The execution of Robert Van Hook occurred on July 18, 2018, at the Southern Ohio Correctional Facility in Lucasville, Ohio. Van Hook was executed via lethal injection for the 1985 murder of 25-year-old David Self. His case achieved notoriety because of his failed gay panic defense. Ultimately, his conviction was upheld by the U.S. Supreme Court and Governor John Kasich of Ohio rejected his bids for clemency.

The execution garnered new attention and significance in December 2020, when Governor Mike DeWine announced that the state of Ohio would no longer execute death row inmates via lethal injection. Since the execution of Van Hook, there has been an unofficial moratorium on capital punishment in the state, as a result of the impossibility to acquire drugs needed to carry out lethal injection. DeWine indicated no executions would be carried out until the Ohio General Assembly approves a new method of execution.
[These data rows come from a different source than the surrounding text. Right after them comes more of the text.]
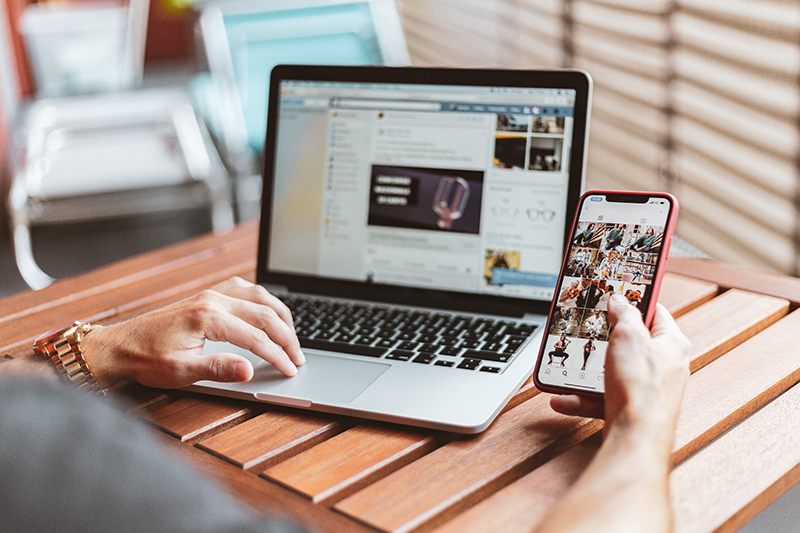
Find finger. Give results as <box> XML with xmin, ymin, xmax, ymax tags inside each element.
<box><xmin>550</xmin><ymin>394</ymin><xmax>604</xmax><ymax>418</ymax></box>
<box><xmin>221</xmin><ymin>295</ymin><xmax>306</xmax><ymax>365</ymax></box>
<box><xmin>182</xmin><ymin>353</ymin><xmax>253</xmax><ymax>383</ymax></box>
<box><xmin>650</xmin><ymin>304</ymin><xmax>683</xmax><ymax>337</ymax></box>
<box><xmin>202</xmin><ymin>306</ymin><xmax>302</xmax><ymax>376</ymax></box>
<box><xmin>608</xmin><ymin>294</ymin><xmax>644</xmax><ymax>327</ymax></box>
<box><xmin>220</xmin><ymin>278</ymin><xmax>294</xmax><ymax>327</ymax></box>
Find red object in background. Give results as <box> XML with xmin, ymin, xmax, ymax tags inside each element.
<box><xmin>3</xmin><ymin>0</ymin><xmax>34</xmax><ymax>97</ymax></box>
<box><xmin>144</xmin><ymin>0</ymin><xmax>196</xmax><ymax>61</ymax></box>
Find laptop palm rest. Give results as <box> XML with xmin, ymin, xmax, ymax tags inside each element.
<box><xmin>195</xmin><ymin>342</ymin><xmax>391</xmax><ymax>407</ymax></box>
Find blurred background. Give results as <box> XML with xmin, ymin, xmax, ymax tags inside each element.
<box><xmin>0</xmin><ymin>0</ymin><xmax>800</xmax><ymax>532</ymax></box>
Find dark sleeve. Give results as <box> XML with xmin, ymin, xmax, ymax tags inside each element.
<box><xmin>0</xmin><ymin>376</ymin><xmax>301</xmax><ymax>533</ymax></box>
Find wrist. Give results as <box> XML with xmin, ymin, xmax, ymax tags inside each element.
<box><xmin>82</xmin><ymin>326</ymin><xmax>124</xmax><ymax>388</ymax></box>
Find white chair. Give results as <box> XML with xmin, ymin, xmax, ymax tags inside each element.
<box><xmin>9</xmin><ymin>0</ymin><xmax>234</xmax><ymax>289</ymax></box>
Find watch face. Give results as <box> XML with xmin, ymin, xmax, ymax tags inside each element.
<box><xmin>33</xmin><ymin>322</ymin><xmax>80</xmax><ymax>346</ymax></box>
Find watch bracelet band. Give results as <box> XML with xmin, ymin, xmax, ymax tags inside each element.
<box><xmin>33</xmin><ymin>322</ymin><xmax>106</xmax><ymax>396</ymax></box>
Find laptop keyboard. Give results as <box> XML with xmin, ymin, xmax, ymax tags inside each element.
<box><xmin>281</xmin><ymin>295</ymin><xmax>537</xmax><ymax>373</ymax></box>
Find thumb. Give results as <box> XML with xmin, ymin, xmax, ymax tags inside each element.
<box><xmin>184</xmin><ymin>353</ymin><xmax>253</xmax><ymax>383</ymax></box>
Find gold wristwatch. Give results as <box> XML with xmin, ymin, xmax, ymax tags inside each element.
<box><xmin>33</xmin><ymin>321</ymin><xmax>106</xmax><ymax>396</ymax></box>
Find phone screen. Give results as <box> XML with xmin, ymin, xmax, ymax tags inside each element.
<box><xmin>537</xmin><ymin>194</ymin><xmax>672</xmax><ymax>393</ymax></box>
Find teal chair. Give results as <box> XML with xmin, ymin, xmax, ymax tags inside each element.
<box><xmin>192</xmin><ymin>0</ymin><xmax>410</xmax><ymax>218</ymax></box>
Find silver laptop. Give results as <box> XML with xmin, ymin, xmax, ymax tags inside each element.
<box><xmin>192</xmin><ymin>65</ymin><xmax>591</xmax><ymax>433</ymax></box>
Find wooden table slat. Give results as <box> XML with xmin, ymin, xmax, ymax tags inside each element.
<box><xmin>677</xmin><ymin>289</ymin><xmax>789</xmax><ymax>372</ymax></box>
<box><xmin>334</xmin><ymin>394</ymin><xmax>601</xmax><ymax>532</ymax></box>
<box><xmin>145</xmin><ymin>395</ymin><xmax>253</xmax><ymax>442</ymax></box>
<box><xmin>262</xmin><ymin>425</ymin><xmax>437</xmax><ymax>503</ymax></box>
<box><xmin>197</xmin><ymin>410</ymin><xmax>348</xmax><ymax>470</ymax></box>
<box><xmin>670</xmin><ymin>380</ymin><xmax>800</xmax><ymax>533</ymax></box>
<box><xmin>435</xmin><ymin>432</ymin><xmax>602</xmax><ymax>533</ymax></box>
<box><xmin>658</xmin><ymin>272</ymin><xmax>719</xmax><ymax>317</ymax></box>
<box><xmin>675</xmin><ymin>311</ymin><xmax>800</xmax><ymax>462</ymax></box>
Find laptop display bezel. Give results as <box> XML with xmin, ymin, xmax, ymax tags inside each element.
<box><xmin>256</xmin><ymin>65</ymin><xmax>592</xmax><ymax>316</ymax></box>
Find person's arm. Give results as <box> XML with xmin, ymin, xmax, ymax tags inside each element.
<box><xmin>0</xmin><ymin>278</ymin><xmax>305</xmax><ymax>388</ymax></box>
<box><xmin>536</xmin><ymin>295</ymin><xmax>689</xmax><ymax>533</ymax></box>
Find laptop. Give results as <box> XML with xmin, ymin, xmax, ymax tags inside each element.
<box><xmin>191</xmin><ymin>65</ymin><xmax>592</xmax><ymax>433</ymax></box>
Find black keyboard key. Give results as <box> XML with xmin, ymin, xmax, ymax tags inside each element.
<box><xmin>412</xmin><ymin>353</ymin><xmax>435</xmax><ymax>365</ymax></box>
<box><xmin>298</xmin><ymin>337</ymin><xmax>387</xmax><ymax>357</ymax></box>
<box><xmin>457</xmin><ymin>359</ymin><xmax>481</xmax><ymax>370</ymax></box>
<box><xmin>398</xmin><ymin>341</ymin><xmax>419</xmax><ymax>350</ymax></box>
<box><xmin>439</xmin><ymin>346</ymin><xmax>461</xmax><ymax>355</ymax></box>
<box><xmin>386</xmin><ymin>350</ymin><xmax>416</xmax><ymax>361</ymax></box>
<box><xmin>418</xmin><ymin>344</ymin><xmax>439</xmax><ymax>353</ymax></box>
<box><xmin>375</xmin><ymin>339</ymin><xmax>397</xmax><ymax>348</ymax></box>
<box><xmin>506</xmin><ymin>337</ymin><xmax>525</xmax><ymax>346</ymax></box>
<box><xmin>461</xmin><ymin>350</ymin><xmax>511</xmax><ymax>363</ymax></box>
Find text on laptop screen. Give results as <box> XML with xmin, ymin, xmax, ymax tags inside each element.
<box><xmin>268</xmin><ymin>80</ymin><xmax>576</xmax><ymax>300</ymax></box>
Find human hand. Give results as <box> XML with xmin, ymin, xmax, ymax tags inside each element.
<box><xmin>81</xmin><ymin>278</ymin><xmax>305</xmax><ymax>388</ymax></box>
<box><xmin>550</xmin><ymin>294</ymin><xmax>689</xmax><ymax>440</ymax></box>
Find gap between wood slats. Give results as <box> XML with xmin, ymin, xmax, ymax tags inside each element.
<box><xmin>658</xmin><ymin>270</ymin><xmax>719</xmax><ymax>318</ymax></box>
<box><xmin>197</xmin><ymin>408</ymin><xmax>352</xmax><ymax>472</ymax></box>
<box><xmin>673</xmin><ymin>312</ymin><xmax>800</xmax><ymax>464</ymax></box>
<box><xmin>261</xmin><ymin>425</ymin><xmax>440</xmax><ymax>505</ymax></box>
<box><xmin>256</xmin><ymin>274</ymin><xmax>720</xmax><ymax>504</ymax></box>
<box><xmin>667</xmin><ymin>257</ymin><xmax>800</xmax><ymax>309</ymax></box>
<box><xmin>437</xmin><ymin>293</ymin><xmax>796</xmax><ymax>533</ymax></box>
<box><xmin>144</xmin><ymin>395</ymin><xmax>262</xmax><ymax>443</ymax></box>
<box><xmin>335</xmin><ymin>395</ymin><xmax>599</xmax><ymax>533</ymax></box>
<box><xmin>670</xmin><ymin>380</ymin><xmax>800</xmax><ymax>533</ymax></box>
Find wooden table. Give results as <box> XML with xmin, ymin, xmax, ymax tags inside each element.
<box><xmin>0</xmin><ymin>220</ymin><xmax>800</xmax><ymax>533</ymax></box>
As a result, Van Hook remains the last person executed in Ohio by lethal injection. If no new alternative execution method is found, he will also remain the last person executed in the state of Ohio.

Murder of David Self
On February 18, 1985, 25-year-old Robert J. Van Hook went to a bar in downtown Cincinnati, which was popular among gay men. At the bar he met 25-year-old David Self. The two left the bar together and went to Self's apartment in Hyde Park. At the apartment, Van Hook attacked Self and strangled him until he was unconscious. He then stabbed Self repeatedly to death with a knife that he took from the kitchen. After the murder, Van Hook ransacked the apartment and stole some jewelry. He then fled the scene after mutilating Self's body. Van Hook fled to Fort Lauderdale, Florida, and evaded detection until April 1, 1985, when he was arrested by Oakland Park police.

Trial

Van Hook was indicted for the offenses of aggravated murder and aggravated robbery. He confessed the murder to police and admitted his motive had been to lure a gay man with the intention of robbing him. According to court records, Van Hook had been robbing gay men since the age of 15. At his trial, Van Hook pleaded not guilty by reason of insanity and chose to have his case heard by a three-judge panel instead of a jury. Van Hook was convicted of the crime and was sentenced to death on July 30, 1985.

Homosexual panic defense
Van Hook's case garnered national attention when his defense team claimed "homosexual panic" may have prompted the killing. However, his gay panic defense failed, with the courts noting Van Hook's history of robbing gay men prior to the murder of Self.

Execution
The execution of Van Hook took place on July 18, 2018, at the Southern Ohio Correctional Facility in Lucasville, Ohio. His last meal consisted of double cheeseburgers, fries, strawberry cheesecake with whipped cream, a vanilla milkshake, and grapefruit juice. In his final statement he apologized to the family of Self and recited an adapted Norse prayer which appeared in the movie The 13th Warrior. Van Hook was executed via lethal injection using a combination of three drugs; midazolam, rocuronium bromide and potassium chloride. He was pronounced dead at 10:44 a.m. EST.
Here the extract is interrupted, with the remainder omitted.